The 23rd IPPA Congress
The 23rd IPPA Congress
S41
Hydraulic Power and Female Authority: Decoding the Zubaida Canal as a Monument of Abbasid Female Agency
Razikha Fyzal
Indian Institute of Technology Gandhinagar, India; razikhafyzal@gmail.com
Water management has long stood as a measure of civilisation and statecraft in the Arab world, tracing lineage from ancient hydraulic systems to the monumental public works; situated within this tradition is the 8-9th century Zubaida Canal, which transformed the pilgrimage route to Mecca. The existing literature on the Zubiada Canal views the canal itself as a purely technical or logistical feat, significant for its engineering prowess and its role in facilitating the pilgrimage to Mecca.

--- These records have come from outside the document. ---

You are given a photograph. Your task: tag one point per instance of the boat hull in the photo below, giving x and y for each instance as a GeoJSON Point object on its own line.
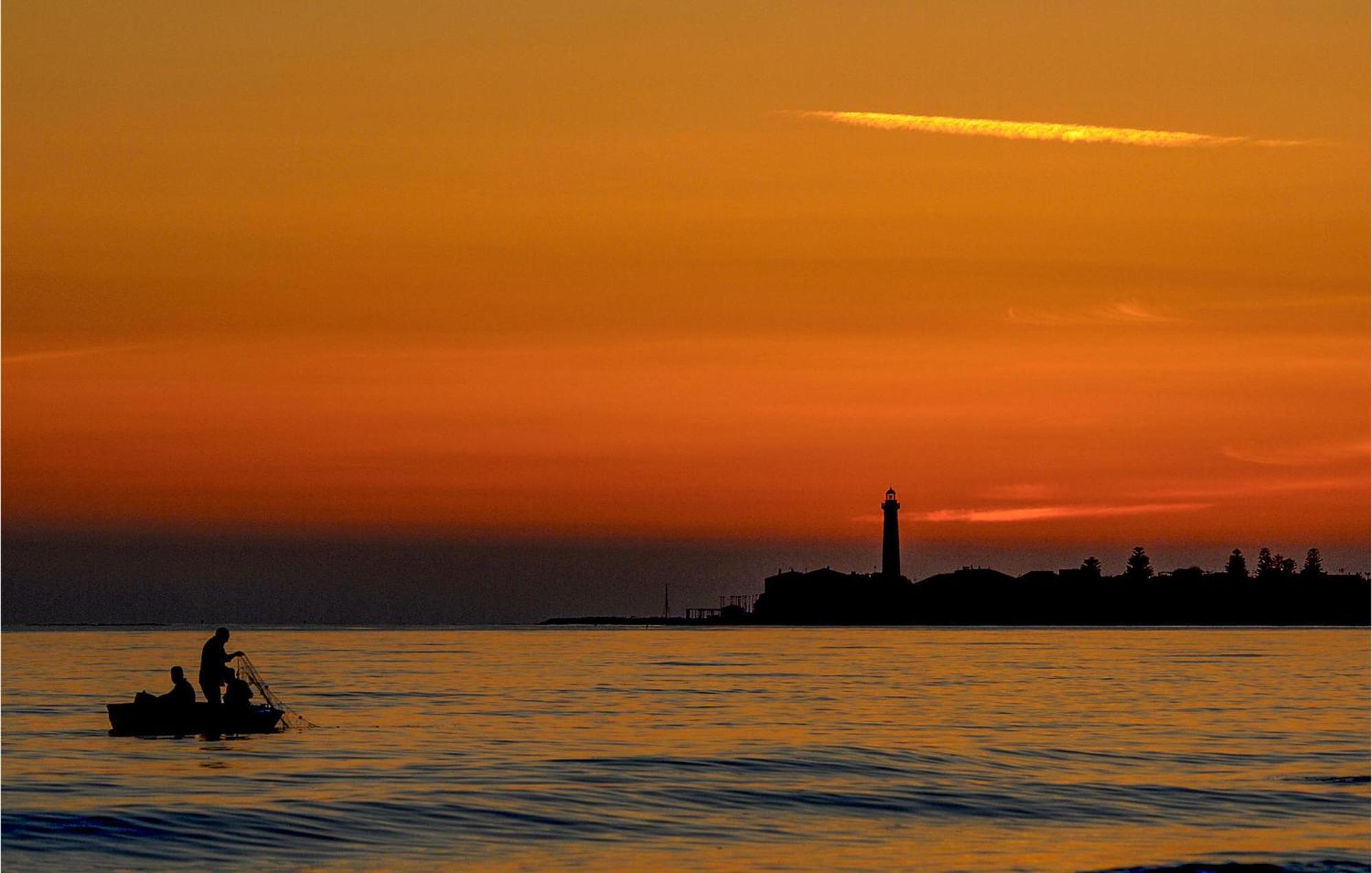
{"type": "Point", "coordinates": [130, 720]}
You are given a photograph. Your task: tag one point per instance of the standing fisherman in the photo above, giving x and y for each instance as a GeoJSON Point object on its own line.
{"type": "Point", "coordinates": [212, 665]}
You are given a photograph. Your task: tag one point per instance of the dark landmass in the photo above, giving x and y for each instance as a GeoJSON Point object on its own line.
{"type": "Point", "coordinates": [980, 596]}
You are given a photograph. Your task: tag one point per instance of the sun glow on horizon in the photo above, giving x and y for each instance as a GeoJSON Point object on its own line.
{"type": "Point", "coordinates": [1042, 131]}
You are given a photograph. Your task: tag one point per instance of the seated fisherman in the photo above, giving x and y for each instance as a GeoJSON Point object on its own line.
{"type": "Point", "coordinates": [182, 692]}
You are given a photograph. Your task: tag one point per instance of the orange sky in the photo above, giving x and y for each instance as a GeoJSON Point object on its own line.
{"type": "Point", "coordinates": [533, 270]}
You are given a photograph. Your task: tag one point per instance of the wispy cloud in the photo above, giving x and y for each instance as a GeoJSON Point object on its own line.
{"type": "Point", "coordinates": [1308, 455]}
{"type": "Point", "coordinates": [1120, 312]}
{"type": "Point", "coordinates": [25, 358]}
{"type": "Point", "coordinates": [1035, 514]}
{"type": "Point", "coordinates": [1035, 130]}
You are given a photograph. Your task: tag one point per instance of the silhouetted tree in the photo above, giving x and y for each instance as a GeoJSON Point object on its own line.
{"type": "Point", "coordinates": [1314, 568]}
{"type": "Point", "coordinates": [1237, 568]}
{"type": "Point", "coordinates": [1267, 565]}
{"type": "Point", "coordinates": [1138, 566]}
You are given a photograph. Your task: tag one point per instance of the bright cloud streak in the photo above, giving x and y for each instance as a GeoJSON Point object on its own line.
{"type": "Point", "coordinates": [1035, 131]}
{"type": "Point", "coordinates": [1034, 514]}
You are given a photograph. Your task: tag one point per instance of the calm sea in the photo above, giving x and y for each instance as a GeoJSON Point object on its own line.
{"type": "Point", "coordinates": [972, 750]}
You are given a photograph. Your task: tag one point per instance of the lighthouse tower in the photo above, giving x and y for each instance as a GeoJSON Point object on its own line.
{"type": "Point", "coordinates": [891, 537]}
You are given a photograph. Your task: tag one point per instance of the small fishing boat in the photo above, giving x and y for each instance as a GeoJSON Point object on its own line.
{"type": "Point", "coordinates": [150, 717]}
{"type": "Point", "coordinates": [150, 720]}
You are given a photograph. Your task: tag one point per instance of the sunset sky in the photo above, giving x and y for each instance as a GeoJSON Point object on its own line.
{"type": "Point", "coordinates": [1068, 275]}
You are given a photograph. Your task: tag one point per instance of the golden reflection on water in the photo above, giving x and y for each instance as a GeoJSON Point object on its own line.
{"type": "Point", "coordinates": [976, 749]}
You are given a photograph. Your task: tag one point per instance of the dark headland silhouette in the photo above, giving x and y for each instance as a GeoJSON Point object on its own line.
{"type": "Point", "coordinates": [1275, 594]}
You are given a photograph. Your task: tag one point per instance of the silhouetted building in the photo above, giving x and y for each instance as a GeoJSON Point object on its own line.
{"type": "Point", "coordinates": [891, 537]}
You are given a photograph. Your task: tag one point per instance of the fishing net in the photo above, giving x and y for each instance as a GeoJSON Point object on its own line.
{"type": "Point", "coordinates": [250, 675]}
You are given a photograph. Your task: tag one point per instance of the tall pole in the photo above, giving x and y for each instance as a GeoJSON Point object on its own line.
{"type": "Point", "coordinates": [891, 537]}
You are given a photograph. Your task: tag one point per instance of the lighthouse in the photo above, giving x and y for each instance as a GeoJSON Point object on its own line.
{"type": "Point", "coordinates": [891, 537]}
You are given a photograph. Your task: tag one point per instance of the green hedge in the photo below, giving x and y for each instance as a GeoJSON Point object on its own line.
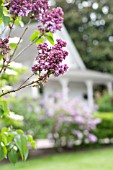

However, the canal is much more than an engineering marvel, i.e., the role and vision of Queen Zubaida herself. She has often viewed through the lens of relational identities as the wife of Caliph Harun al-Rashid rather than as a significant administrator in her own right. This paper addresses this gap by situating the canal as a social and political intervention shaped by elite female authority within the Abbasid world. Integrating historical chronicles, travelogues, and fieldwork around the canal’s remains, this research bridges text-based and lived experiences. Emphasis is placed on the canal’s administration, financing, and maintenance, as well as the local discourse’s remembrance of Zubaida today. The canal's physical configuration, material durability, and intentional location demonstrate long-term administrative planning beyond symbolic patronage. Ultimately, the paper contends that Queen Zubaida’s involvement represents political power exercised through infrastructure, challenging assumptions about women’s absence from governance in medieval Islamic history.